Bookstore proponents say a large store would attract booklovers from
around the county and that many Salinas residents now drive to a
Borders in Sand City.
---
The Pasadena Star-News
settles in at Blue Chair Children's Books, Glendora, Calif., a
"child-friendly shop [that] caters to kids, moms." The store was bought
in December 2005 by Shaelyn Koops and Rachel Rustenburg. "We have it set
up that when an employee gets sick, I can bring my kids in and they're
not in the way," Koops told the paper. "We're trying to balance our
families with our business, but our kids come first."
---
The Double Bind
by Chris Bohjalian (Shaye Areheart Books/Crown, $25,
9781400047468/1400047463), which has a February 13 pub date, has been
chosen as the second Barnes & Noble Recommends. In March, Bohjalian
will lead a month-long book club conversation at Barnes & Noble.com.
B&N booksellers choose the selections. The first B&N Recommends was Diane Setterfield's The Thirteenth Tale in September 2006.

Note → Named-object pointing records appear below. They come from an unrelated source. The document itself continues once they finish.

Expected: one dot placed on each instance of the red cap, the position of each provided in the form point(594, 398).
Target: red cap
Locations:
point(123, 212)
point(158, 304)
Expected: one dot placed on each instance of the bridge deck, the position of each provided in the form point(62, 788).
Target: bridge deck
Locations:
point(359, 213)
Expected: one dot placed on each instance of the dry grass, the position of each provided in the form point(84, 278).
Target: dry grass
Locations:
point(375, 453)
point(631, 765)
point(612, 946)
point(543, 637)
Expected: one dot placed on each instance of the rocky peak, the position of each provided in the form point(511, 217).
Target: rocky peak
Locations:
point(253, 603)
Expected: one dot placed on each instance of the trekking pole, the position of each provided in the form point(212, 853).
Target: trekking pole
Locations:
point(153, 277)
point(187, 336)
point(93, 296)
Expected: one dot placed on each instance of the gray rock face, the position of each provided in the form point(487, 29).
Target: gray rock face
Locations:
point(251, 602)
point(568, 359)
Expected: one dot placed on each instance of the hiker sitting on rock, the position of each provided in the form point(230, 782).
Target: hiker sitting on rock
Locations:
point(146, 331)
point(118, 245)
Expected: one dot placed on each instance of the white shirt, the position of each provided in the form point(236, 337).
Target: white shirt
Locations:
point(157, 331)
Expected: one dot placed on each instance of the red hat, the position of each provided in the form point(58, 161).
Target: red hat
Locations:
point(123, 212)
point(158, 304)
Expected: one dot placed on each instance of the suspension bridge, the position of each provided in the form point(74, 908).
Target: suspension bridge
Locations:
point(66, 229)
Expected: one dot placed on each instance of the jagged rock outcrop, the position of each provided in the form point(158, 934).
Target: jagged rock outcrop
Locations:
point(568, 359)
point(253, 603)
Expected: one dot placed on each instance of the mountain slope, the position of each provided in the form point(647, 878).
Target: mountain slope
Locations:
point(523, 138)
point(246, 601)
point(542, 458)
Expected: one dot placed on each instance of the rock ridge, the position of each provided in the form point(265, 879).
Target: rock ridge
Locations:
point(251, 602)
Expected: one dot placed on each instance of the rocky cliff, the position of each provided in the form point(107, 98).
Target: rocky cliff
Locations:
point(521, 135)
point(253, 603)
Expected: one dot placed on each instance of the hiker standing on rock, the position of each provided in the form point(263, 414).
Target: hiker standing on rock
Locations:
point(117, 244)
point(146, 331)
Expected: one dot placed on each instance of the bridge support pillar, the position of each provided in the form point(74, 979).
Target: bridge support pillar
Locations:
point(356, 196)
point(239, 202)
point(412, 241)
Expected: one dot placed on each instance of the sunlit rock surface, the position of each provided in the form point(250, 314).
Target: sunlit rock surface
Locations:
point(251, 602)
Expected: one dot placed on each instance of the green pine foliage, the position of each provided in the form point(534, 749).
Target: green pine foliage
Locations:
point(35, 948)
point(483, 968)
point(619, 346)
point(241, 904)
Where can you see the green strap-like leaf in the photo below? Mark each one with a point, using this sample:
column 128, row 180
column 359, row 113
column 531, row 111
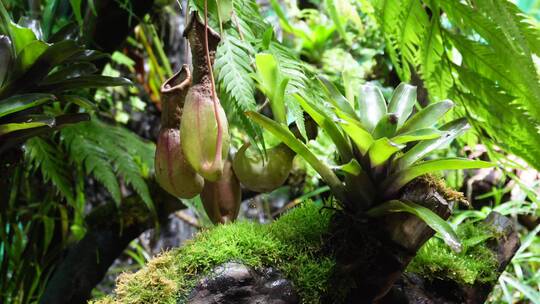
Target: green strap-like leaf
column 22, row 102
column 402, row 102
column 273, row 84
column 352, row 167
column 35, row 122
column 381, row 150
column 453, row 129
column 5, row 58
column 84, row 82
column 396, row 181
column 429, row 217
column 371, row 106
column 329, row 126
column 360, row 136
column 301, row 149
column 336, row 98
column 420, row 134
column 386, row 127
column 427, row 117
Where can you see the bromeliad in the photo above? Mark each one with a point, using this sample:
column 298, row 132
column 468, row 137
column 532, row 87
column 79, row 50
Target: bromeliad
column 381, row 147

B&N called The Double Bind "haunting. . . . Set in Long
Island and New England, this psychological thriller--the author's 10th
novel--weaves connections to F. Scott Fitzgerald's The Great Gatsby into the mystery at its center."





'Ku!' At
a party held during ALA's midwinter conference last week in Seattle:
(l. to r.) Shelf Awareness's own Jenn Risko and John Mutter with Kuo-Yu
Liang, v-p, sales and marketing, Diamond Book Distributors. Shelf Awareness,
Diamond and Unshelved's Bill Barnes and Gene Ambaum hosted the non-black tie affair at the Shelf's
new offices in Pioneer Square a block and a half from Elliott Bay Book
Co. 

"Full moon, first snow sticking to the pavement like confectioner's
sugar on a jelly doughnut. After midnight, snow-quiet, and Celeste
walking right smack-dab down the middle of Little Indian Creek Road,
making a track like a rip in a long roll of gauze bandage." As the
story "A Winter's Tale" begins, we meet the first of many characters in
a series of linked stories and get a taste of Sara Pritchard's style, a
mix of lyrical and quirky. Ranging in time and memory from World War II
through Vietnam and to the present, the lives of her Pennsylvania
townsfolk merge and diverge with resilience, humor and heartbreak.